Java开发网 - Re:我的缓存思路和源代码（Java版的，含测试JSP）

Java开发网

您没有登录

» Java开发网 » 高性能Java数据库缓存

打印话题 寄给朋友 订阅主题

作者

Re:我的缓存思路和源代码（Java版的，含测试JSP） [Re:liuaike]

floater

Java Jedi

总版主

发贴: 3233

于 2008-07-31 03:32

There are two aspects on this subjects:
1. being distributed: across the JVM boundary to form a larger, unified system.
2. data management: how to manage the data across the JVM bounday.
Each of these is already complicated enough. When combining them together, it could go only worse.

I am trying to expand more, with either a concern or a requirement, to provide some background explanation.

The 11 points that I posted are not my imagination, or copied from textbooks. But they are from my experience at work, reading on the internet, tryout of some APIs, requirements from work, etc. I think there are more points, but they are beyond my experience and expertise. If you want to go beyond these points, you need to consult more experienced, specialized engineers, such as folks working at Tangosol.

1. clustered: another term is data coherence. We need to duplicate data across JVMs with n copies, where n can be specified by end users. Otherwise we can't sustain a single JVM failure. JBoss, etc is using JGroup to do this. The tricky part is that while we duplicate data, we need to minimize the network traffic, otherwise the performance is terrible. Terracotta is sending delta(on the change, either new or updated) across the network. I tested with Tangosol before, its performance is great(xMB/second, x is confidential).
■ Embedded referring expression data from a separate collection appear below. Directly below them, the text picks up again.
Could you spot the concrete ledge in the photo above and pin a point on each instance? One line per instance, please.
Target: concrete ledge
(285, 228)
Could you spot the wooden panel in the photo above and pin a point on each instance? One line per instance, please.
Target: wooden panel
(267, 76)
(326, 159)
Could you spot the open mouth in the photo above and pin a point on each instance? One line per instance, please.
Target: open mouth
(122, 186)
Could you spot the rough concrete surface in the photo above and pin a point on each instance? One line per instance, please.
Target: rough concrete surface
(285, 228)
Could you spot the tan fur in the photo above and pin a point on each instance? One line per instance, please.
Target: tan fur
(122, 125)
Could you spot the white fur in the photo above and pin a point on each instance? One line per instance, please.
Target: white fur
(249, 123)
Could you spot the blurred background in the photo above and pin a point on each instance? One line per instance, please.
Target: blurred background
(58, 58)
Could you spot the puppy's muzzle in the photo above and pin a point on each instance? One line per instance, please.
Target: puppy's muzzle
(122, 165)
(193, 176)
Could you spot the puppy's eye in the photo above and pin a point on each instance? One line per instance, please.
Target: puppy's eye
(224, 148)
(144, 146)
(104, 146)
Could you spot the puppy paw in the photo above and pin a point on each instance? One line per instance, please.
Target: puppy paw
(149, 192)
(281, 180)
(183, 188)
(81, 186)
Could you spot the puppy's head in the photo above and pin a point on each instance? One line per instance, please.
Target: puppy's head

2. scalable: adding new machines to expand the total memory of the entire cache. All the open source solutions do not have this feature. Another term associated with this is data grid. The idea is that we have so many cheap machines and if we can hook them together, we can form a huge usable fast memory cache(100 times faster than disks). The hard part to implement this is how to determine which machine to store values. Normally they come up some kind of algorithm taking the keys to hash to a different key to decide which machine to go. This is where the cache providers get paid big time. I know a lot of companies are using hundreds of GB, and they are still growing. TB is not something is the far futures, likely to be next year.

3. It would be better to support both UDP/TCP because UDP is easier when adding new machines, but sometimes UDP is just not available due to company policies. So it would be better to use TCP for testing and UDP for production.
Commercial solutions always have both. JBoss is using JGroup and thus have both too, but others are lazy to include TCP.

4. Transactions is very very crucial because of the data integrity. However, this is related to the data granularity and how atomic the set/get methods are. Global transaction(such as JDBC + JMS) is another reason for this.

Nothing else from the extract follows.